Driving mutually coupled coils using an array of class-E amplifiers

Linear radiofrequency (RF) power amplifiers are commonly used in magnetic resonance imaging (MRI) to generate radiofrequency field (B1). These low-efficiency amplifiers require cooling systems and lengthy transmission cabling, increasing the MRI hardware cost. An array of on-coil class-E amplifiers is pro-posed for the transmit system to mitigate these problems. Class-E amplifiers are switching type amplifiers capable of achieving 100% power efficiency theoretically. In this dissertation, a state-space model is proposed to simplify interpreting and analysis, and provide insight into the system of on-coil class-E amplifiers. This model can also be employed to find high power and efficiency modes of ampli-fiers’ operation. Using the state-space model, phase delays are adjusted between gate signals of the amplifiers to obtain high power and efficiency even in the presence of highly coupled coils.
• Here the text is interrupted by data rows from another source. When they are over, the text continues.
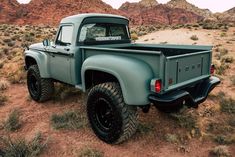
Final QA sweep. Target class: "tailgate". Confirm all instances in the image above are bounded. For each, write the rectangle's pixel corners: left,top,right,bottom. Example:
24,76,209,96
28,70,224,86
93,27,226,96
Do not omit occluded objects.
164,51,212,91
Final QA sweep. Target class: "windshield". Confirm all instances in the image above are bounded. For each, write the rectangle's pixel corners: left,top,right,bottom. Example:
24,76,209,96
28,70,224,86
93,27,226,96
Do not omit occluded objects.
79,23,130,44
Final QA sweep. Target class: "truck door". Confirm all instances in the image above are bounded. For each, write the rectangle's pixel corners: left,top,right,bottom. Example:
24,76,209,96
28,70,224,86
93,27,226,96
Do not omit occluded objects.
49,25,73,84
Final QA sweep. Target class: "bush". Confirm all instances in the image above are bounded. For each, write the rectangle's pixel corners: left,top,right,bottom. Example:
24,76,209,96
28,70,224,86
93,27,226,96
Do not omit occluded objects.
221,56,234,63
0,60,4,69
215,62,229,75
190,35,198,41
230,75,235,86
220,98,235,114
51,111,87,129
214,135,235,145
210,146,232,157
0,93,8,105
165,134,179,143
131,33,139,40
78,147,104,157
0,133,47,157
0,80,9,91
137,123,154,135
3,110,21,131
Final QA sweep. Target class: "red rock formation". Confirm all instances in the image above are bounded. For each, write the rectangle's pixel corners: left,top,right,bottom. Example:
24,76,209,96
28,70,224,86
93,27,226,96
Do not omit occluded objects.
119,2,203,25
0,0,121,25
218,7,235,23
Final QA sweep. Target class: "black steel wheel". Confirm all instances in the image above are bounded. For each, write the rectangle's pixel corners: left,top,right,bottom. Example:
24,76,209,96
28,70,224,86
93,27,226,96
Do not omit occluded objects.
87,83,137,144
27,65,54,102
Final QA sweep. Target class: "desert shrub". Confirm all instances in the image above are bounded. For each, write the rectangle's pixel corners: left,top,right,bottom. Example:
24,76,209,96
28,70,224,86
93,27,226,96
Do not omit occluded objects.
0,80,9,91
220,32,227,37
3,38,11,43
221,56,234,63
165,134,179,143
202,22,218,30
7,68,26,84
0,133,47,157
190,35,198,41
230,75,235,86
3,109,21,131
53,84,81,102
7,41,15,47
136,123,154,135
228,116,235,128
131,33,138,40
78,147,104,157
50,111,87,129
214,135,235,145
0,93,8,105
215,62,229,75
215,48,228,60
220,98,235,114
210,146,232,157
137,30,147,36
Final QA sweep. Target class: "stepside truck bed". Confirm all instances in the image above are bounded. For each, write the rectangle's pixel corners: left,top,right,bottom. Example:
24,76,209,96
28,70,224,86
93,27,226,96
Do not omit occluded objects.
81,44,212,94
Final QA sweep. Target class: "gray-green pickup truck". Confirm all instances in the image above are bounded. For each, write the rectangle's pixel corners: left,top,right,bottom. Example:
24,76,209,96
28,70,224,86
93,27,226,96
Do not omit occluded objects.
25,14,220,144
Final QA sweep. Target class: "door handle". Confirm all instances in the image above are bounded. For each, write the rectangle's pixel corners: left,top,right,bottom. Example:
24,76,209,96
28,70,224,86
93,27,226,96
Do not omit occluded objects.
64,48,70,51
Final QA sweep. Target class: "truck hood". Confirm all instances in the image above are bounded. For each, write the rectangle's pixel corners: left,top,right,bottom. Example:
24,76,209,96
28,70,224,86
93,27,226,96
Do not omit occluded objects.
29,43,44,50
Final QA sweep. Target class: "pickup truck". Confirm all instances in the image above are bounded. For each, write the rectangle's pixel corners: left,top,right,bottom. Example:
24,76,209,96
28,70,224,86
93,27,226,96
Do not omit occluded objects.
25,14,220,144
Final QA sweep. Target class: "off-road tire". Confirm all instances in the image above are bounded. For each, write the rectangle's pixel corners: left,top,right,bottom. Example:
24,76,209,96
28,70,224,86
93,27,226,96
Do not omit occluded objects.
27,65,54,102
87,83,137,144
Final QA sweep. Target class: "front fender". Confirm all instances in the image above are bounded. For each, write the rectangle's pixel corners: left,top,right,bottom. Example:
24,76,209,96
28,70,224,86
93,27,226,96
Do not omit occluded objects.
82,55,153,105
25,50,50,78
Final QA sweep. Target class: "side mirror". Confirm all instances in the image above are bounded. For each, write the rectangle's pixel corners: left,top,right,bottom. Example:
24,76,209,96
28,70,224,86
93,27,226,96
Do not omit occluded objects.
42,39,51,47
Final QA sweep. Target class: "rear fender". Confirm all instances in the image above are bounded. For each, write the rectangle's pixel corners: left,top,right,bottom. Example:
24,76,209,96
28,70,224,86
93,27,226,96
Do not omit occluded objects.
82,55,153,105
25,50,50,78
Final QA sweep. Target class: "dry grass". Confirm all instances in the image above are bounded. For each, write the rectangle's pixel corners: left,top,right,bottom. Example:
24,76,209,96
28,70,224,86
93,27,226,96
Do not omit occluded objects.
165,134,179,143
0,133,47,157
78,147,104,157
190,35,198,41
230,75,235,86
3,109,21,131
51,111,87,129
210,146,232,157
0,93,8,105
0,80,9,91
131,33,139,41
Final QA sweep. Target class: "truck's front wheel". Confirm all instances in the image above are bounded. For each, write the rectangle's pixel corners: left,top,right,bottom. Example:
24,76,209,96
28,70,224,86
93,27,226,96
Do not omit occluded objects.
27,65,54,102
87,83,137,144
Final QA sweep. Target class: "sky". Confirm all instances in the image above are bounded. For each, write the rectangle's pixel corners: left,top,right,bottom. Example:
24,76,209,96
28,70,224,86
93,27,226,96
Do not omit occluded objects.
18,0,235,13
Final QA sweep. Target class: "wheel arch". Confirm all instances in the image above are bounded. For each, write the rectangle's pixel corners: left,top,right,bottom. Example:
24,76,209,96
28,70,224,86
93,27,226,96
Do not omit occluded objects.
25,50,50,78
82,55,153,105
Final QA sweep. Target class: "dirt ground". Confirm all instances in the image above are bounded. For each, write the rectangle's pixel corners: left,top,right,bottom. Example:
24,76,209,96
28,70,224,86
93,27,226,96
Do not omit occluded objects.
0,28,235,157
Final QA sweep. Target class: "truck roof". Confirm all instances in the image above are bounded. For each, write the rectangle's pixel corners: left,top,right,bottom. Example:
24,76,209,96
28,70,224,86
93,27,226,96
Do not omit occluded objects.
61,13,128,23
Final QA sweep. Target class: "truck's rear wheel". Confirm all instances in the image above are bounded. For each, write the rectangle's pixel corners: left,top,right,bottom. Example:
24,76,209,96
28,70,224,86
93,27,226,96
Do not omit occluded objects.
87,83,137,144
27,65,54,102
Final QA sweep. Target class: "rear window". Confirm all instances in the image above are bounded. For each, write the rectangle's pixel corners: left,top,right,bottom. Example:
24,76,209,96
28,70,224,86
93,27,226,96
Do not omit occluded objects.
79,23,130,44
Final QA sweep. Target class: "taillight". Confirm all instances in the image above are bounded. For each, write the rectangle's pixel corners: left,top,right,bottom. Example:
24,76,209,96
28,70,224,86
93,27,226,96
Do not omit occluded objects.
155,80,162,93
210,65,215,75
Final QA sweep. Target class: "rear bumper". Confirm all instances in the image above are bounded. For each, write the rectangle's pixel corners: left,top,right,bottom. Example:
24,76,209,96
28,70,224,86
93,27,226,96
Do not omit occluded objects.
149,76,220,107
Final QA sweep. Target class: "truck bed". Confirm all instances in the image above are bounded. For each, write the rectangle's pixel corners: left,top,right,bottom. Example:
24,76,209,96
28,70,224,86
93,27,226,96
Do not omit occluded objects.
82,44,212,94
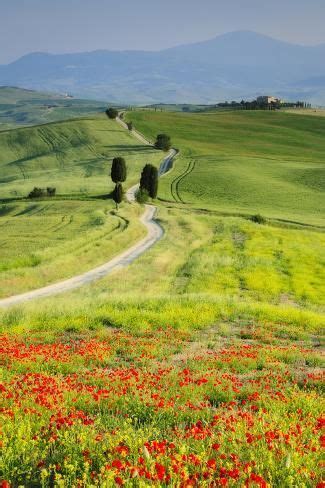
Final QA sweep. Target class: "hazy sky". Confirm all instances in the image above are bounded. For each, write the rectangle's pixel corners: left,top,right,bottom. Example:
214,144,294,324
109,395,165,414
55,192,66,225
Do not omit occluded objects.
0,0,325,63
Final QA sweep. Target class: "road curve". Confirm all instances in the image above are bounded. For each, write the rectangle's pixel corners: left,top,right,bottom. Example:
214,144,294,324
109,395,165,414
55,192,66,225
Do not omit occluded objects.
0,134,177,308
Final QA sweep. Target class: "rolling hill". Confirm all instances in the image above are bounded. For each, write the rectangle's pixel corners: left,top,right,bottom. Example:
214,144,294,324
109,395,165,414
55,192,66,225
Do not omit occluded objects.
0,31,325,104
0,86,106,131
128,110,325,225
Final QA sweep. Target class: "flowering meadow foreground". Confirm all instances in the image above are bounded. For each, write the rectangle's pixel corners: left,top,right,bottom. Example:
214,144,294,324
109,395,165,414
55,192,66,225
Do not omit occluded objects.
0,323,325,488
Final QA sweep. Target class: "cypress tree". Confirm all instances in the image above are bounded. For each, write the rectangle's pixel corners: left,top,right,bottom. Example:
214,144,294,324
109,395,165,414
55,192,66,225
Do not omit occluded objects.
111,157,126,183
113,183,123,209
140,164,158,198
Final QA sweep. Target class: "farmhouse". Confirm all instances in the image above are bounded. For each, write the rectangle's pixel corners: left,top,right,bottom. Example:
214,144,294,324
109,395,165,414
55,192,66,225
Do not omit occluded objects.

In addition, a sampled-data system generated from the state-space model is proposed to analyze the system’s transient behav-ior by investigating the time constant of the system. To validate the state-space model, a single class-E amplifier and two class-E amplifiers with coupled coils are simulated in LTSPICE. Moreover, novel hardware is designed for the class-E amplifier resulting in a cost-efficient design. Simulation and experimental results are provided to demonstrate the effectiveness of the proposed model.